Thursday, August 30, 2018
This post follows up on the previous post (July 30, 2018), which deals with the problem of both the 911 call made by my brother’s wife Susan and the alleged phone call that reportedly took place for about half an hour between Susan and an acquaintance of Mark’s named Pete Rapacioli. Focusing on the alleged phone call, the current post discusses comments made both by former N.Y. State Police Senior Investigator John Ensell, who was lead investigator Edward Kalfas’s immediate superior, and by Cattaraugus County District Attorney Lori Rieman during my face-to-face interview with them in May 2010.
Michael Kelly, an experienced criminal attorney from Buffalo and former Assistant District Attorney in Erie County, emphasized that checking the phone records should have been a routine part of the investigation into my brother’s death, especially given the very poor state of Mark’s and Susan’s marriage, the pool of Mark’s blood found in the area off the driveway where he normally parked his truck, the wounds observed on Mark’s head, and the gas can suspiciously located in the cab of his burned-out truck. Atty. Kelly thought it important not only to verify the call but also to determine if land lines or cell phones were involved, since individuals using the latter could potentially have been right on the scene. Although Kelly tried to persuade Ensell’s replacement Sr. Inv. John Wolfe to retrieve the phone records, Wolfe ultimately refused to do it (see esp. posts of December 27, 2012; May 15, 2013; and April 19, 2014).
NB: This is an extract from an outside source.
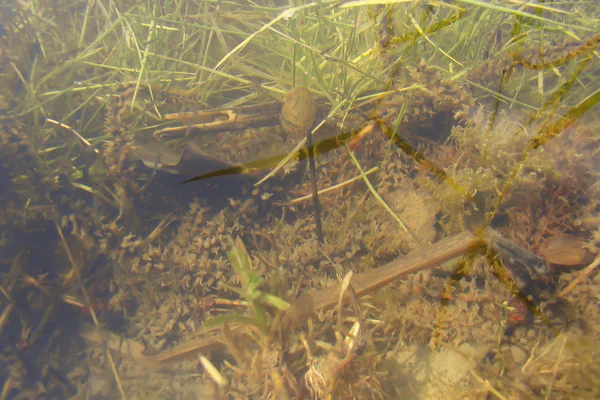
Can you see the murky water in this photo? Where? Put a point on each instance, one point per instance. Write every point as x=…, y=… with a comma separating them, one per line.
x=159, y=214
In my meeting with Rieman and Ensell (on which, see post of March 23, 2011), I pressed the issue of the phone records. However, D. A. Rieman simply dismissed the facts that in Atty. Kelly's opinion made a compelling case for reviewing those phone records. Instead, she provided two reasons why the phone records were not checked. According to Rieman, there was no reason to believe that Susan had not been on the phone since Pete Rapacioli confirmed the call in his interview with the State Police investigator. Rieman also insisted that “serious evidence of criminal activity” would have been necessary for requesting a subpoena for the records.
At this meeting, Rieman thus reversed an earlier statement to me in a phone conversation that it would be very interesting to know if that phone call really took place. Furthermore, her reasons for rejecting the importance of those phone records seem illogical or arbitrary. First, serious police investigators as a rule do not automatically take statements by witnesses, especially potential persons of interest, at face value and assume that those individuals are telling the truth but rather try to verify information given by them.
Second, one must wonder what in Rieman’s view would constitute “serious evidence of criminal activity.” The following facts hardly seem trivial: a heated personal argument with a Salamanca policeman that ended with the police officer arranging for Mark to be arrested for DWI the very day before the truck fire; Mark’s truck found backed into the field across the road from his house, with a gas can inside the cab (where he never put gas cans); wounds to Mark’s forehead and the left side of his face observed by his attending physician at the burn unit; and the pool of Mark’s blood found in his driveway the night of the fire. In the matter of the police officer who got into the argument with Mark and called in to have him arrested for DWI, a letter sent to me anonymously reported that the officer had been having an affair with my brother’s wife (see esp. post of August 11, 2014).
During the meeting with Rieman and Ensell, I drew special attention to that pool of my brother’s blood. Without considering all the suspicious facts, they both simply insisted that the blood was no evidence of a crime. After mentioning “loose change” found in the same area as the blood (which seemed irrelevant and which he later acknowledged was a mistake on his part; see post of April 20, 2011), Ensell immediately took another tack. He stated that his wife was the friend of a friend of a friend of Susan’s and that down the chain they all felt that Susan would never be capable of doing anything violent.
How are such subjective impressions even relevant to a serious police investigation? At best, they should simply be peripheral information in the context of rigorous fact-finding. Why, then, didn’t the State Police investigate the phone records to verify the existence and timing of the alleged phone call and, beyond that, inquire into its content? They could thus have learned if the facts supported the feelings of Mr. Ensell’s wife and her friends.
It was very clear from my entire meeting with Rieman and Ensell how little had been done in the investigation to get to the truth about Mark’s death. As one informed local official put it, “They didn’t do anything.”